Dodd G D, Frank M S, Aribandi M, Chopra S, Chintapalli K N
Department of Radiology, The University of Texas Health Science Center at San Antonio, 7703 Floyd Curl Dr., San Antonio, TX 78284, USA.
AJR Am J Roentgenol. 2001 Oct;177(4):777-82. doi: 10.2214/ajr.177.4.1770777.
The purpose of this study was to perform a computer analysis of the size of the thermal injury created by overlapping multiple thermal ablation spheres.
A computer-assisted design system was used to create three-dimensional models of a spherical tumor, a spherical tissue volume consisting of the tumor plus a 1-cm tumor-free margin, and individual spherical ablations.

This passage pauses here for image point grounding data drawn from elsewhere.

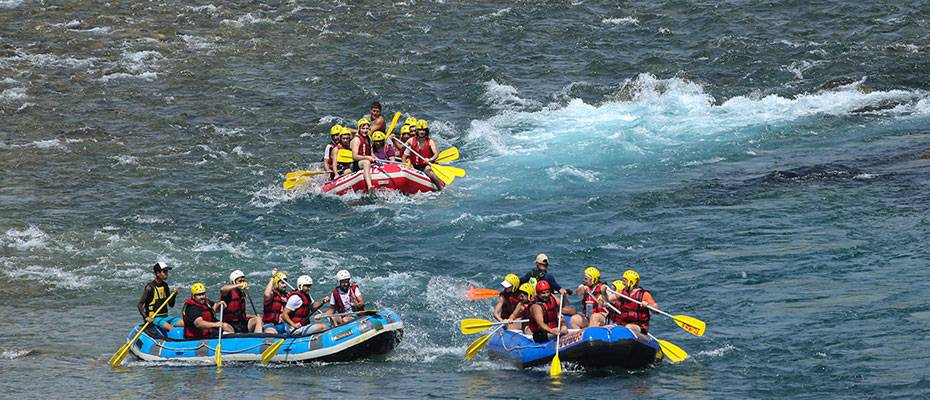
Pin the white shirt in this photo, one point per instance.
(345, 298)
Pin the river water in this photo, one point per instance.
(763, 165)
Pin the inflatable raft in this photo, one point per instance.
(388, 176)
(367, 336)
(610, 346)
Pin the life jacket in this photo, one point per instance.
(271, 313)
(510, 303)
(300, 315)
(194, 310)
(235, 306)
(589, 299)
(632, 313)
(426, 151)
(364, 145)
(550, 313)
(340, 306)
(159, 294)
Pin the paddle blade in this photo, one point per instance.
(481, 294)
(120, 355)
(448, 155)
(271, 351)
(555, 369)
(674, 353)
(474, 325)
(693, 325)
(344, 156)
(476, 346)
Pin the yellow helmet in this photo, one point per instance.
(280, 276)
(632, 278)
(593, 272)
(512, 279)
(198, 288)
(618, 285)
(378, 136)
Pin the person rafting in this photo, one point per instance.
(300, 306)
(275, 297)
(361, 151)
(341, 168)
(383, 151)
(153, 295)
(234, 295)
(509, 297)
(200, 315)
(334, 133)
(541, 272)
(525, 297)
(632, 315)
(374, 115)
(421, 151)
(544, 314)
(346, 297)
(592, 291)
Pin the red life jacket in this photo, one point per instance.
(510, 303)
(550, 313)
(271, 314)
(299, 315)
(632, 313)
(589, 299)
(192, 311)
(340, 306)
(426, 151)
(235, 306)
(364, 145)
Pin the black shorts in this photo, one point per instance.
(540, 336)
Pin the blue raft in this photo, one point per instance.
(369, 335)
(609, 346)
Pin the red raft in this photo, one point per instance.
(386, 177)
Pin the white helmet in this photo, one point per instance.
(343, 275)
(235, 275)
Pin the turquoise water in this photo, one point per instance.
(763, 166)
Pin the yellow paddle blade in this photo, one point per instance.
(271, 351)
(673, 352)
(474, 325)
(117, 358)
(448, 155)
(555, 369)
(344, 156)
(693, 325)
(476, 346)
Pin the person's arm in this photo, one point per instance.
(147, 294)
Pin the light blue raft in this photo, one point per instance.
(369, 335)
(609, 346)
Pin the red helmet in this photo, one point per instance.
(543, 285)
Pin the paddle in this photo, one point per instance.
(690, 324)
(481, 294)
(674, 353)
(555, 369)
(470, 326)
(219, 353)
(477, 345)
(293, 178)
(120, 354)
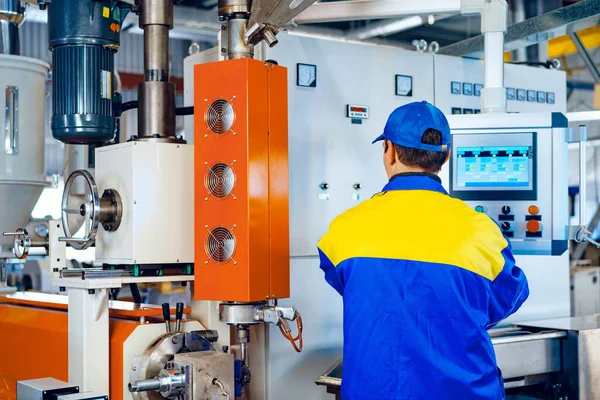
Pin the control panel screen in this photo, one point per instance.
(488, 165)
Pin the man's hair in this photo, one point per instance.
(429, 161)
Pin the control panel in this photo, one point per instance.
(512, 168)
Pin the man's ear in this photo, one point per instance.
(448, 155)
(390, 153)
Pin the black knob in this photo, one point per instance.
(179, 311)
(166, 311)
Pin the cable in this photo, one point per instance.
(129, 105)
(285, 331)
(184, 110)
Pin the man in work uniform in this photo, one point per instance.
(423, 277)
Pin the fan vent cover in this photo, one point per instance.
(220, 244)
(219, 180)
(220, 116)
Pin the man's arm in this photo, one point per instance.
(332, 273)
(508, 291)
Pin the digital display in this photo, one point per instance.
(493, 166)
(541, 97)
(511, 94)
(502, 165)
(455, 87)
(468, 89)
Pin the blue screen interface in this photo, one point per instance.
(494, 167)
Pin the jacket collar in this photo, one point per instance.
(415, 181)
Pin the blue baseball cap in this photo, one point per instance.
(407, 124)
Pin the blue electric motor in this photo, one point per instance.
(84, 37)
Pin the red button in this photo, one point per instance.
(533, 226)
(533, 210)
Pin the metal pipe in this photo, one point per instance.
(9, 38)
(236, 44)
(144, 385)
(156, 53)
(587, 59)
(582, 175)
(494, 96)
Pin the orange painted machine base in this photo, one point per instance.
(33, 344)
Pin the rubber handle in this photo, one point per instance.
(166, 311)
(179, 311)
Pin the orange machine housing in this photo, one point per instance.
(241, 181)
(33, 333)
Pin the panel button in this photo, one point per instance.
(503, 217)
(533, 226)
(533, 209)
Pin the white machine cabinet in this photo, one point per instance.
(156, 184)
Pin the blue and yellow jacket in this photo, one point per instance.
(423, 276)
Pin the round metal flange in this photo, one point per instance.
(21, 244)
(111, 210)
(80, 210)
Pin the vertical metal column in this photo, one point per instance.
(156, 95)
(89, 339)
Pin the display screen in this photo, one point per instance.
(486, 165)
(493, 166)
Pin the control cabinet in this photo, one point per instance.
(514, 168)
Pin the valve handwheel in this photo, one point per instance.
(87, 209)
(21, 244)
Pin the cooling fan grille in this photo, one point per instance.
(219, 180)
(220, 244)
(220, 116)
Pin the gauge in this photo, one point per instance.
(455, 87)
(511, 94)
(541, 97)
(468, 89)
(403, 85)
(307, 75)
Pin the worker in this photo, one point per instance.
(422, 275)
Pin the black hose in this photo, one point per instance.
(135, 293)
(129, 105)
(184, 110)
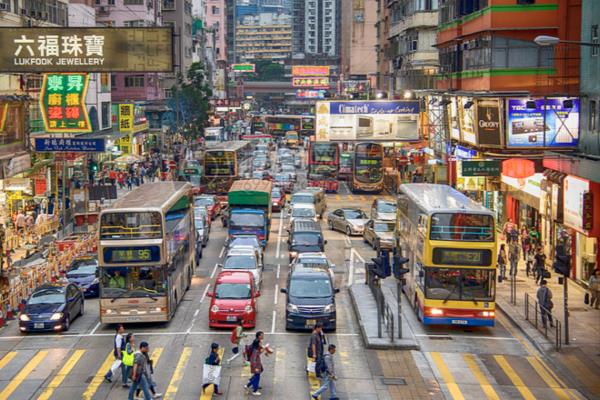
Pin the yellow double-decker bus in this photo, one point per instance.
(146, 253)
(451, 243)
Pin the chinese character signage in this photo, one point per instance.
(62, 101)
(549, 123)
(70, 145)
(89, 49)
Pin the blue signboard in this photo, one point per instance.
(554, 122)
(69, 145)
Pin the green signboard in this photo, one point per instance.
(481, 168)
(62, 101)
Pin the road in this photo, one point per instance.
(454, 363)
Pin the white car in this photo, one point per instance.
(244, 259)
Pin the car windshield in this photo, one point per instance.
(386, 207)
(306, 239)
(459, 284)
(232, 291)
(384, 226)
(48, 296)
(311, 287)
(355, 214)
(303, 212)
(240, 262)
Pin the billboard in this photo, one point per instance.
(310, 70)
(367, 120)
(62, 102)
(63, 49)
(552, 123)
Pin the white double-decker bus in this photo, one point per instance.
(146, 253)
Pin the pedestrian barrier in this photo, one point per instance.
(540, 317)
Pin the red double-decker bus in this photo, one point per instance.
(323, 165)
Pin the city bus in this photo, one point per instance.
(367, 168)
(323, 163)
(224, 163)
(450, 241)
(146, 253)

These volumes were superimposed in real-time three-dimensional space in different geometric relationships. The effect of the size and geometric configuration of the ablation spheres was analyzed with regard to the ability to ablate the required volume of tissue (tumor plus margin) without leaving untreated areas or interstices.
The single-ablation model showed that if a 360-degree 1-cm tumor-free margin is included around the tumor targeted for ablation, radiofrequency ablation devices producing 3-, 4-, and 5-cm ablation spheres can be used to treat 1-, 2-, and 3-cm tumors, respectively. The six-sphere model, in which six ablation spheres are placed in orthogonal planes around the tumor, showed that the largest tumor that may be treated with a 3-cm ablation device is 1.75 cm, whereas 4- and 5-cm ablation spheres can be used to treat tumors measuring 3 and 4.25 cm, respectively. The 14- sphere model showed that addition of eight more spheres to the six-sphere model increased the treatable tumor size to 3, 4.6, or 6.3 cm, depending on the diameter of the ablation sphere used. For treating larger tumors, we found a cylindrical model to be less efficient but easier to control.
Our computer analysis showed that the size of the composite thermal injury created by overlapping multiple thermal ablation spheres is surprisingly small relative to the number of ablations performed. These results emphasize the need for a methodic tumor ablation strategy.
本研究旨在对多个热消融球体重叠所造成的热损伤大小进行计算机分析。
使用计算机辅助设计系统创建球形肿瘤、由肿瘤加1厘米无瘤边缘组成的球形组织体积以及单个球形消融的三维模型。这些体积在实时三维空间中以不同的几何关系叠加。分析消融球体的大小和几何构型对消融所需组织体积(肿瘤加边缘)而不留下未治疗区域或间隙的能力的影响。
单消融模型显示,如果在靶向消融的肿瘤周围包含360度1厘米的无瘤边缘,产生3厘米、4厘米和5厘米消融球体的射频消融设备可分别用于治疗1厘米、2厘米和3厘米的肿瘤。六球体模型中,六个消融球体围绕肿瘤放置在正交平面上,结果显示,使用3厘米消融设备可治疗的最大肿瘤为1.75厘米,而4厘米和5厘米的消融球体可分别用于治疗直径为3厘米和4.25厘米的肿瘤。14球体模型显示,在六球体模型基础上再增加八个球体,可治疗的肿瘤大小增加到3厘米、4.6厘米或6.3厘米,具体取决于所用消融球体的直径。对于治疗较大肿瘤,我们发现圆柱形模型效率较低但更易于控制。
我们的计算机分析表明,相对于所进行的消融次数,多个热消融球体重叠所产生的复合热损伤大小出奇地小。这些结果强调了需要一种系统的肿瘤消融策略。